Campoli Presti is pleased to present Julia Phillips' first solo exhibition with the gallery.
Impenetrable Entry presents works from Phillips’ latest series of ceramic objects. The works on view pose
as ‘tools’ that the artist creates incorporating partial body casts using her own body as a matrix.
The works allude to the language of functionality while at the same time negating their use as tools,
working with the fragility of ceramics.
Objectifier I – IV (2014) is the artist’s first series of ‘body tools’ that relate directly to the body and the
interaction of two bodies, exploring Phillips’ interest in mechanical connections. Connecter (2015), Archer
(2016) and Positioner (2016) expand into apparatuses that include fluid traces and imprints of the
positioned body. The suggestive frame of bodily traces solicits the viewer to make assumptions about a
body’s position in relation to functional objects and to other bodies, becoming a screen of projection.

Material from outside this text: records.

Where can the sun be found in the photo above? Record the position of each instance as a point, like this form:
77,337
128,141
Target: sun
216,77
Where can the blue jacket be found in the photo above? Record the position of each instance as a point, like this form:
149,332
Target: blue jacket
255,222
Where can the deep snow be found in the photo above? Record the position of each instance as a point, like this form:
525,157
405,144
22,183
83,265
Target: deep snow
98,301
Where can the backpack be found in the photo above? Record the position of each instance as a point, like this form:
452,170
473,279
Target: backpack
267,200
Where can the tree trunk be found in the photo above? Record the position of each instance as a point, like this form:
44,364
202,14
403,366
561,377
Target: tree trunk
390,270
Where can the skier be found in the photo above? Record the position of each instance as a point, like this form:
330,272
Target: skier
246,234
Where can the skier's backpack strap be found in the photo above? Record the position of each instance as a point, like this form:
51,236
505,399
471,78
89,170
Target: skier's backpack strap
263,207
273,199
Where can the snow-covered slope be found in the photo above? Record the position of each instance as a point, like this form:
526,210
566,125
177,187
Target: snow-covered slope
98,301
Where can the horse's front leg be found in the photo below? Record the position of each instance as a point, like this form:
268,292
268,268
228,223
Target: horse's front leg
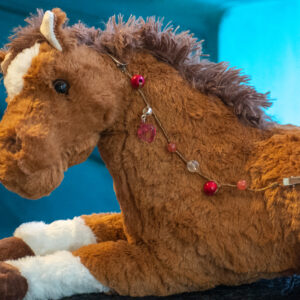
38,238
108,266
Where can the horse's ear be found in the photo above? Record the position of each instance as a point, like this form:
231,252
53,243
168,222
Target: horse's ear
51,27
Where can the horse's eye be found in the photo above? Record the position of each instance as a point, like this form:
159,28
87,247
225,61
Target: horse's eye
61,86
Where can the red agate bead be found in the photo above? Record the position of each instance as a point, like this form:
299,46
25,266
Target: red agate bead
137,81
241,185
171,147
210,188
146,132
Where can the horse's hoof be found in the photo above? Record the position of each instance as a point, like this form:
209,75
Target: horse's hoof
14,248
13,286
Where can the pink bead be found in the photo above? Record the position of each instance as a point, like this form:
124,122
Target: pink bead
137,81
241,185
146,132
171,147
210,188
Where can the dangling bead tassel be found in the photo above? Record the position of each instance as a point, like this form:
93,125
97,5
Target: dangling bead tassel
146,132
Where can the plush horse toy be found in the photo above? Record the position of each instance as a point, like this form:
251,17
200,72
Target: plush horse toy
207,184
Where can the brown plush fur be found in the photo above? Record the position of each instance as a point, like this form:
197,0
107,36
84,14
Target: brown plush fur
176,239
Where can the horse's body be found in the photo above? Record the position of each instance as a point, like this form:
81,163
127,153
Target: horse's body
170,237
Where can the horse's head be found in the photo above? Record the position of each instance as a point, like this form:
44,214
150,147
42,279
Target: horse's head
58,103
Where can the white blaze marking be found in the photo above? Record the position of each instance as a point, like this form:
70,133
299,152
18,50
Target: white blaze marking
47,30
7,56
16,70
59,235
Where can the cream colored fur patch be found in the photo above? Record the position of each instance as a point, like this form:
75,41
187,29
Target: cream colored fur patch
60,235
55,276
18,67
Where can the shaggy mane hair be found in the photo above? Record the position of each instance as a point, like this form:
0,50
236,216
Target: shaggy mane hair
180,50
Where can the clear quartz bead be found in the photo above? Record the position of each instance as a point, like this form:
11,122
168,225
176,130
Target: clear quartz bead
192,166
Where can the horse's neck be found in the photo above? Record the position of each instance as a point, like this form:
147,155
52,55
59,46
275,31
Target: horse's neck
202,128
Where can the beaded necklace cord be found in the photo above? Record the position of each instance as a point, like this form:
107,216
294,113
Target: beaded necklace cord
147,132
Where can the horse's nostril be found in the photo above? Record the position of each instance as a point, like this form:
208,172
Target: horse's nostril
13,144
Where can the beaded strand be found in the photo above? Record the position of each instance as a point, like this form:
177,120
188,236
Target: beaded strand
147,132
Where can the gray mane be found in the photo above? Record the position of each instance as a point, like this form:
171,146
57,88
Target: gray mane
180,50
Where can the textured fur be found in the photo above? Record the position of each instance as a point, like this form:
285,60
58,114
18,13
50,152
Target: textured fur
170,237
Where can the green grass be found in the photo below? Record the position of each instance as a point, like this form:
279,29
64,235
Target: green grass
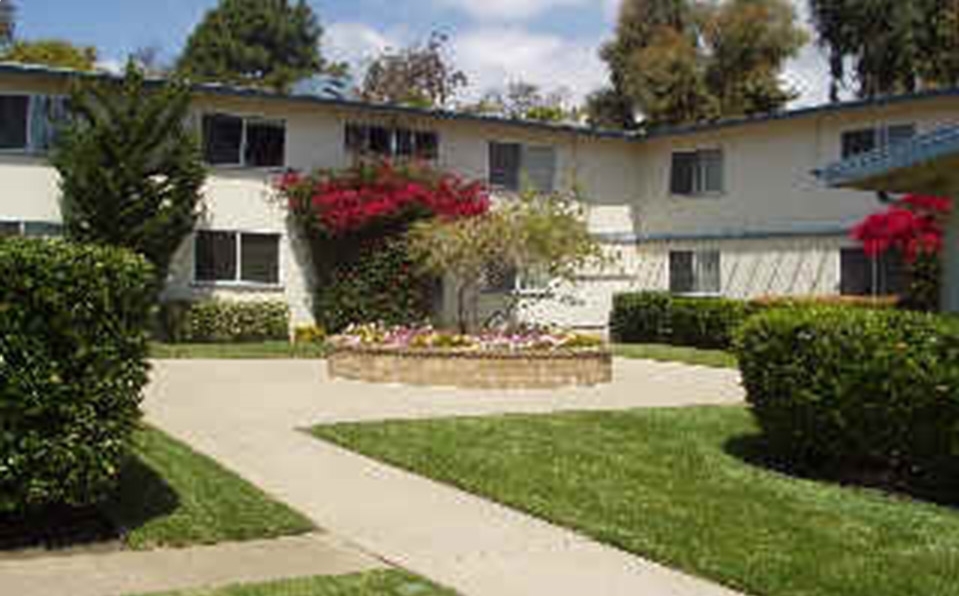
271,350
665,353
172,496
666,485
377,583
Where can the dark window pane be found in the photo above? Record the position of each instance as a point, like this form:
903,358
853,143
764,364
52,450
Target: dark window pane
42,229
357,138
504,164
900,133
381,141
427,145
222,139
681,272
682,177
9,228
215,256
711,171
265,144
856,142
13,121
261,258
404,142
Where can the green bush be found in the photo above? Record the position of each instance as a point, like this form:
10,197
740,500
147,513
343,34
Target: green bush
381,284
705,322
73,323
218,321
852,388
640,317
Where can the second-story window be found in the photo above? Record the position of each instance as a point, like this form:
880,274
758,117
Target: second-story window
513,165
391,142
251,142
864,140
697,173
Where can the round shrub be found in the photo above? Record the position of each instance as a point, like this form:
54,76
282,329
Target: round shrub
73,323
841,389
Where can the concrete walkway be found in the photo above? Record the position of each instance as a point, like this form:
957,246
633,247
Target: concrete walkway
245,414
124,573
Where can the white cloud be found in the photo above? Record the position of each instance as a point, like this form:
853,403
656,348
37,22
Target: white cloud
354,43
495,56
511,10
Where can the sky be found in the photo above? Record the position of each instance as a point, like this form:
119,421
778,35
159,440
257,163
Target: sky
552,43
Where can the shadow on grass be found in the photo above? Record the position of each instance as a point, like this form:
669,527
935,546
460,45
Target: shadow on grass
937,485
141,496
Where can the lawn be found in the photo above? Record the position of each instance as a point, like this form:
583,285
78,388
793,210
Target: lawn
172,496
675,485
378,583
271,350
666,353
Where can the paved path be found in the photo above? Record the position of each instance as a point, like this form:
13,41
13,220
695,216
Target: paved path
128,572
244,415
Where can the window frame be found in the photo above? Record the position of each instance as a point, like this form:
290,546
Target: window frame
238,281
698,172
27,148
522,173
362,130
245,120
880,136
697,283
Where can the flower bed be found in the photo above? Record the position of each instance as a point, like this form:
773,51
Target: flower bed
425,357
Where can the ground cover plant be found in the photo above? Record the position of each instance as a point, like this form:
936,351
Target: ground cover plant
686,487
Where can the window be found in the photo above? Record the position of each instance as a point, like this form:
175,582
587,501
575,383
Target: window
864,276
251,142
237,257
384,141
14,118
697,173
30,122
857,142
32,229
695,272
512,164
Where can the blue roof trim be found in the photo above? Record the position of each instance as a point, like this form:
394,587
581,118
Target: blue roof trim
921,149
654,133
380,108
808,230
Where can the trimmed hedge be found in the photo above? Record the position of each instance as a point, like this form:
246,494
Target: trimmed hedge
73,322
707,322
854,389
218,321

Intentionally leaving space for ambiguity, Phillips’ sculptural objects combine shapes simultaneously
suggesting aggression and stimulation. The relief ink prints on paper similarly explore relations of force,
tension and embodiment. Raising questions about the coexistence of control and desire, the exhibition
continues Phillips’ interest in the relation between feminist, post-colonial, psycho-analytical thought and
the body as a primary ground for experience. The video on view further probes questions of hierarchy
and agency. Clay and dance are used as demonstrational materials exploring the interaction between the
body, sculpture and text.
Julia Phillips is a German-American artist who lives and works in New York. Phillips recently completed
her participation in the Whitney Museum Independent Study Program after receiving her MFA from
Columbia University and her BFA from the Academy of Fine Arts Hamburg (HFBK). Phillips will be an
Artist-in-Residence at the Studio Museum in Harlem in 2016-2017. Phillips' work was recently featured in
the Whitney ISP show at the Elizabeth Foundation for the Arts, New York (2016) and in A Constellation
(2015) at the Studio Museum Harlem, New York.